LongPheno = CSV.read(PhenoFile, DataFrame)
nullmodel = trajgwas(@formula(LongPheno ~ 1 + AGE + GENDER),
@formula(LongPheno ~ 1 + AGE),
@formula(LongPheno ~ 1 + AGE + GENDER),
:IID,
LongPheno,
nothing;
solver=solver,
solver_config = solver_config)
# ******************************************************************************
# This program contains Ipopt, a library for large-scale nonlinear optimization.
# Ipopt is released as open source code under the Eclipse Public License (EPL).
# For more information visit https://github.com/coin-or/Ipopt
# ******************************************************************************
# run = 1, ‖Δβ‖ = 0.379288, ‖Δτ‖ = 0.076489, ‖ΔL‖ = 0.653537, status = LOCALLY_SOLVED, time(s) = 0.800000
# run = 2, ‖Δβ‖ = 0.015746, ‖Δτ‖ = 0.028828, ‖ΔL‖ = 0.169548, status = LOCALLY_SOLVED, time(s) = 0.086000
# Within-subject variance estimation by robust regression (WiSER)
# Mean Formula:
# LongPheno ~ 1 + AGE + GENDER
# Random Effects Formula:
# LongPheno ~ 1 + AGE
# Within-Subject Variance Formula:
# LongPheno ~ 1 + AGE + GENDER
# Number of individuals/clusters: 1000
# Total observations: 10515
# Fixed-effects parameters:
# ─────────────────────────────────────────────────────────
# Estimate Std.
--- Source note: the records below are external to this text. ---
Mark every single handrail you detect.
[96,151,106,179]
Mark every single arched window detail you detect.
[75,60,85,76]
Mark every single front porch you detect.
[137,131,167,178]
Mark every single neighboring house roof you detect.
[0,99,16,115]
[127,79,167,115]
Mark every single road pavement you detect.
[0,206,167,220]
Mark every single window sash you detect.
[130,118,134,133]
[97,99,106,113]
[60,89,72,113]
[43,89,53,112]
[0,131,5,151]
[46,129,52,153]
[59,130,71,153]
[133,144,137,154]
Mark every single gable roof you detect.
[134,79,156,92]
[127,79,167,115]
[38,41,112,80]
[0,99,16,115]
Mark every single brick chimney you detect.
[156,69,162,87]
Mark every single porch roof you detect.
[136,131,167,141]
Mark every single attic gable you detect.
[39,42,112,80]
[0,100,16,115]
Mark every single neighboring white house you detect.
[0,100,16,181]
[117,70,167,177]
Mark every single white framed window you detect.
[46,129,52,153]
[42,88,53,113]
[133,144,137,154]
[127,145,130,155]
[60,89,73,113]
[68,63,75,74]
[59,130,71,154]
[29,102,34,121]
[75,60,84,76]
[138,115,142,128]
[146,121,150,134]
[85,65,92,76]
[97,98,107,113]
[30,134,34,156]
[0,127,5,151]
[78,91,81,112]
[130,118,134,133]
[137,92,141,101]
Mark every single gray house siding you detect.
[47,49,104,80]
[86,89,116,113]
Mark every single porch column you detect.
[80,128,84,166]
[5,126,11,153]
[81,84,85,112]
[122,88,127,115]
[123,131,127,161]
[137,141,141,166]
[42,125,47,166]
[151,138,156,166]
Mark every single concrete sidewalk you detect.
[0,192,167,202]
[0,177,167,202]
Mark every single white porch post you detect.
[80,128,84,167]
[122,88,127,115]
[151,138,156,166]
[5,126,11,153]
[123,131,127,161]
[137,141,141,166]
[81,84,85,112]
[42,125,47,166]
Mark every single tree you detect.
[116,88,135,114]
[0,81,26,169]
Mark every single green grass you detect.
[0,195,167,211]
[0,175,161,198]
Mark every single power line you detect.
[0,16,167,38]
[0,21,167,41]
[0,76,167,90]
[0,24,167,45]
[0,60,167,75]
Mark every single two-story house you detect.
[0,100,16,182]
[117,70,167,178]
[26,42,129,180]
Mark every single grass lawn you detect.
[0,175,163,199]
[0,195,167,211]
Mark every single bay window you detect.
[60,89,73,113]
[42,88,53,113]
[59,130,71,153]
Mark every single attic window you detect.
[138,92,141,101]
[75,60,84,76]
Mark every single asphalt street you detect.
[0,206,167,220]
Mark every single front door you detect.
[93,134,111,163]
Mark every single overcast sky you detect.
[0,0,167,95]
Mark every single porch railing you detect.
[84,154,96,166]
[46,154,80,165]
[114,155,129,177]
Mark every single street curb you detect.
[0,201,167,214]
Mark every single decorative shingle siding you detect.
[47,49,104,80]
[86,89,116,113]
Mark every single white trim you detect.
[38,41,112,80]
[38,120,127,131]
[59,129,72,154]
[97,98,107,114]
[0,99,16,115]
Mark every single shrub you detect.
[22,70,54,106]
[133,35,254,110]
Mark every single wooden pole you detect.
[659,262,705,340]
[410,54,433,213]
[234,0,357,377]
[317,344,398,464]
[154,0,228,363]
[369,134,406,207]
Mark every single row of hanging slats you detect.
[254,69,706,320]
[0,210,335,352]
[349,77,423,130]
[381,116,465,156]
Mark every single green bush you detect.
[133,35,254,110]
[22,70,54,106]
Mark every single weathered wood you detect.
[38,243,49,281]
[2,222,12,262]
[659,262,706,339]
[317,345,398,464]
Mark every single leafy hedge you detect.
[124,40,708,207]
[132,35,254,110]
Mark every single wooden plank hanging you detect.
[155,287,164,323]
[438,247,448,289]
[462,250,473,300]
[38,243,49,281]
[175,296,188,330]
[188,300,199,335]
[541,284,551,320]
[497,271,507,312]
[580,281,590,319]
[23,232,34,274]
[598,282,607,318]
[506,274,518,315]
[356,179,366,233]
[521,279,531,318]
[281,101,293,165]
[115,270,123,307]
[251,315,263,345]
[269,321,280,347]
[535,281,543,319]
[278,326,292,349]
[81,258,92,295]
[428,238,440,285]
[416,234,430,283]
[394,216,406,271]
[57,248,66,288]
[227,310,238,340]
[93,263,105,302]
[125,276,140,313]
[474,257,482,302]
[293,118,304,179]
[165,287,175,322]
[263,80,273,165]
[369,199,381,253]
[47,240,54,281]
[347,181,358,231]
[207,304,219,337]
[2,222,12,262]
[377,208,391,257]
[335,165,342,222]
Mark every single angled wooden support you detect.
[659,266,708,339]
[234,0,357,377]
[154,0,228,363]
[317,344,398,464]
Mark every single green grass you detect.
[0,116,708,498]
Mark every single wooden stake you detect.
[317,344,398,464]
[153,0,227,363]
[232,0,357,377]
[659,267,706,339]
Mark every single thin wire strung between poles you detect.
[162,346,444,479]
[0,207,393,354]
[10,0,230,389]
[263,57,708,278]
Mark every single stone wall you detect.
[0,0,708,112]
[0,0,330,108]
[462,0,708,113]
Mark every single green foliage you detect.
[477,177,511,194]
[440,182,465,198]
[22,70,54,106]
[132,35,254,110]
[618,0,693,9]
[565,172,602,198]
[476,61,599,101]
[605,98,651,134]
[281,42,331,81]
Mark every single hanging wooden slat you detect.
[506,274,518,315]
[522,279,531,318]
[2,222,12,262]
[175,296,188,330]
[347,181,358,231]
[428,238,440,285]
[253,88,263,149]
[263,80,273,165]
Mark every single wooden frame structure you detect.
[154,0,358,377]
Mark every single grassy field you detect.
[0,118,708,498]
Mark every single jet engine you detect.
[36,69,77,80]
Error Z Pr(>|Z|)
# ─────────────────────────────────────────────────────────
# β1: (Intercept) 37.2366 1.13462 32.82 <1e-99
# β2: AGE -0.327652 0.022705 -14.43 <1e-46
# β3: GENDER 0.712463 0.094477 7.54 <1e-13
# τ1: (Intercept) -1.33006 2.07856 -0.64 0.5222
# τ2: AGE 0.0566825 0.042218 1.34 0.1794
# τ3: GENDER 0.132336 0.0642011 2.06 0.0393
# ─────────────────────────────────────────────────────────
# Random effects covariance matrix Σγ:
# "γ1: (Intercept)" 67.3923 -1.32643
# "γ2: AGE" -1.32643 0.0266415
Obtain model residuals of testing $\tau$g = 0 (i.e., the within-subject variability)
rownames = nullmodel.ids
ResidMatFile_tau = split(PhenoFile,"simuLongPHENO.txt")[1] * "ResidMat.txt"
f2 = open(ResidMatFile_tau, "w")
writedlm(f2, ["SubjID" "Resid"])
for j in 1:length(nullmodel.data)
Resid_tau = - sum(nm.data[j].diagDVRV)
writedlm(f2, [rownames[j] Resid_tau])
end
close(f2)
ResidMat_tau = CSV.read(ResidMatFile_tau, DataFrame)
# 1000×2 DataFrame
# Row │ SubjID Resid
# │ String15 Float64
# ──────┼──────────────────────
# 1 │ Subj-1 6.63029
# 2 │ Subj-10 10.1477
# 3 │ Subj-100 6.96377
# 4 │ Subj-101 2.00466
# 5 │ Subj-102 0.762797
# 6 │ Subj-103 -9.68518
# 7 │ Subj-104 7.93268
# ⋮ │ ⋮ ⋮
# 995 │ f9_4 -9.50279
# 996 │ f9_5 1.54764
# 997 │ f9_6 -7.54868
# 998 │ f9_7 9.64257
# 999 │ f9_8 1.72898
# 1000 │ f9_9 0.151542
# 987 rows omitted
Note
- The column names of
ResidMatFile
must be exactlySubjID
in the first column andResid
in the second column.- Each subject should match its corresponding residual.
- Above codes are mostly the same as in Linear mixed-effect models. In practice, model residuals for testing the mean and WS variability can be obtained simultaneously from the fitted WiSER model.